Major EU Websites Go Dark With #Blackout21 Protest Ahead of Vote to Create Internet 'Censorship Machine'

Open internet advocates are protesting the European Union (EU) Copyright Directive with a website blackout and weekend demonstrations. (Photo: SaveYourInternet.eu)

Major EU Websites Go Dark With #Blackout21 Protest Ahead of Vote to Create Internet 'Censorship Machine'

"This is the last chance for Europeans who care about access to knowledge and the sharing of diverse information on the internet to make their voice heard."

Free speech and digital rights advocates across Europe blacked out websites on Thursday to protest the controversial Copyright Directive the European Parliament is scheduled to vote on next Tuesday.

Activists are also planning #SaveYourInternet protests, which are set to take place across Europe on Saturday.

For the past few years, members of the European Union's (EU) legislative assembly have negotiated updates to continent-wide copyright rules that are nearly two decades old. Digital experts and activists warn that two particular provisions in the final text of the directive (pdf) collectively would be a "catastrophe for free expression."
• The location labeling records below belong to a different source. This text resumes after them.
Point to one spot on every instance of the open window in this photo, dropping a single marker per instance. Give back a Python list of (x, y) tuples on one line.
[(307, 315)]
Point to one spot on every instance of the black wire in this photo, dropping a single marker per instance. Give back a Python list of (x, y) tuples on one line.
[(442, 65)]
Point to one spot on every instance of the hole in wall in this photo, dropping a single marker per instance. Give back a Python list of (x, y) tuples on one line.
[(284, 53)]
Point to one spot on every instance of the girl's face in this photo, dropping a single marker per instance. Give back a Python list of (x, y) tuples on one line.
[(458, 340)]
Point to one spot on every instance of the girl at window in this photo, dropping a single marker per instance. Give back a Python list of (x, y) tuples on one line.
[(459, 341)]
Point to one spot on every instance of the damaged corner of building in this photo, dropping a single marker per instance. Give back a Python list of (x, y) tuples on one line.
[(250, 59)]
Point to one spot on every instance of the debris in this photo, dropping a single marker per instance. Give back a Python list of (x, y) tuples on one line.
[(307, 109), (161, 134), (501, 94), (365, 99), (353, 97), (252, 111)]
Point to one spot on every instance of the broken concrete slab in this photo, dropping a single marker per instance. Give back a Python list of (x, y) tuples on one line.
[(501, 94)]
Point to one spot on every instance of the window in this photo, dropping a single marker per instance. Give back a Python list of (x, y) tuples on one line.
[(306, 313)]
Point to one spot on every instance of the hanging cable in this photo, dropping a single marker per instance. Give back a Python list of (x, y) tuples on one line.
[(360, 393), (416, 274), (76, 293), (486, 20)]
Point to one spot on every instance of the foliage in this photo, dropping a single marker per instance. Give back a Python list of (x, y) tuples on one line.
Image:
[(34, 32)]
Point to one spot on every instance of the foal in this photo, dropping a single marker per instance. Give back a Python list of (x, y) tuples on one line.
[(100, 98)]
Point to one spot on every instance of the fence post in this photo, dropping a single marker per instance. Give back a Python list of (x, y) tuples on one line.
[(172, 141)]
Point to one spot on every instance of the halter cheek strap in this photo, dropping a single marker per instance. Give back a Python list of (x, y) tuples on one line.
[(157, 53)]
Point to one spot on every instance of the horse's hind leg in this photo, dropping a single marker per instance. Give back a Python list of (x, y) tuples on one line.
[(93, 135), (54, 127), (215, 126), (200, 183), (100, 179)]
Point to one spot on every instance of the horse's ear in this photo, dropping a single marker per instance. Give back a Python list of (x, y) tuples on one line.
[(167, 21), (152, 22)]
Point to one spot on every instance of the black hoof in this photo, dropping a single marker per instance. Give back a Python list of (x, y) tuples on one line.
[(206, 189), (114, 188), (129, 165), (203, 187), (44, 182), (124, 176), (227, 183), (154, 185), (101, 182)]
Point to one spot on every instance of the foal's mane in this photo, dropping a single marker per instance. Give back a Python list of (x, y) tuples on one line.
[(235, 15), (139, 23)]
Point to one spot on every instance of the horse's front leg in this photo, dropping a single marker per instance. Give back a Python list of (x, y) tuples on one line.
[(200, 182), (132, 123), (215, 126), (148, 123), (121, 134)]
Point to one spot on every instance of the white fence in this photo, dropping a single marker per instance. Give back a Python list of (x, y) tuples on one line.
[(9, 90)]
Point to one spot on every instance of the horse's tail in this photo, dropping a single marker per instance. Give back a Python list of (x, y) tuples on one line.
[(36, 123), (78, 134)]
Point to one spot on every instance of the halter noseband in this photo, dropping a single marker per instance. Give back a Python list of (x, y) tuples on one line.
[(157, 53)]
"Although there are important wins for the open community in the current text, the inclusion of Articles 11 and 13 will harm the way people find and share information online," the Wikimedia Foundation, a nonprofit that promotes free knowledge, said in a policy statement.

(Note: As part of the legislative process, Article 13 has been renumbered as Article 17.)

Detailing the controversial sections, the Wikimedia Foundation explained:

Article 11 would allow news publishers to sell licenses for even the smallest snippets taken from online news sites. If no license fee is paid, the snippets would need to be removed from the search results and news aggregation lists. By imposing these burdens on websites that collect, organize, and make sense of the news, Article 11 will make it even harder to sort through the noise to find high-quality news sources for projects like Wikipedia.

Article 13 [a.k.a. Article 17] creates new liability for websites that host user-generated content, if they are unable to ensure that infringing works are not re-uploaded to their sites. This would mean that all uploads to platforms would have to be scanned and treated as presumptively suspicious. Although non-commercial encyclopedias like Wikipedia are exempted, the greater internet ecosystem our communities rely upon will suffer if platforms are forced to privately enforce copyright.

Activists and website administrators across Europe joined #Blackout21 on Thursday to protest the pair of provisions, which critics often call the "link tax" and "censorship machine," respectively. Organizers circulated various images for social media profiles and websites:

Blackout participants included the German, Czech, Slovak, and Danish Wikipedias as well as Pornhub:

Find a map of the weekend demonstrations with links to the Facebook events here.

Open internet advocates continue to encourage Europeans to keep pressure on their Members of Parliament (MEPs) ahead of the final vote. A website managed by European Digital Rights (EDRi) and backed by several other groups has created a tool to help people identify and contact MEPs from each country.

Next week, MEPs "will get to choose between supporting a reform that forces upload filters onto the internet OR to reject the reform and demand a balanced revision of the text for the benefit of citizens and creators," the site explains. If the directive passes, "the next step is then the final approval of the Council at the Ministerial level. There is no date yet for this vote but it can be expected to take place in April."

In other words, as the Wikimedia Foundation concluded it its statement, "this is the last chance for Europeans who care about access to knowledge and the sharing of diverse information on the internet to make their voice heard."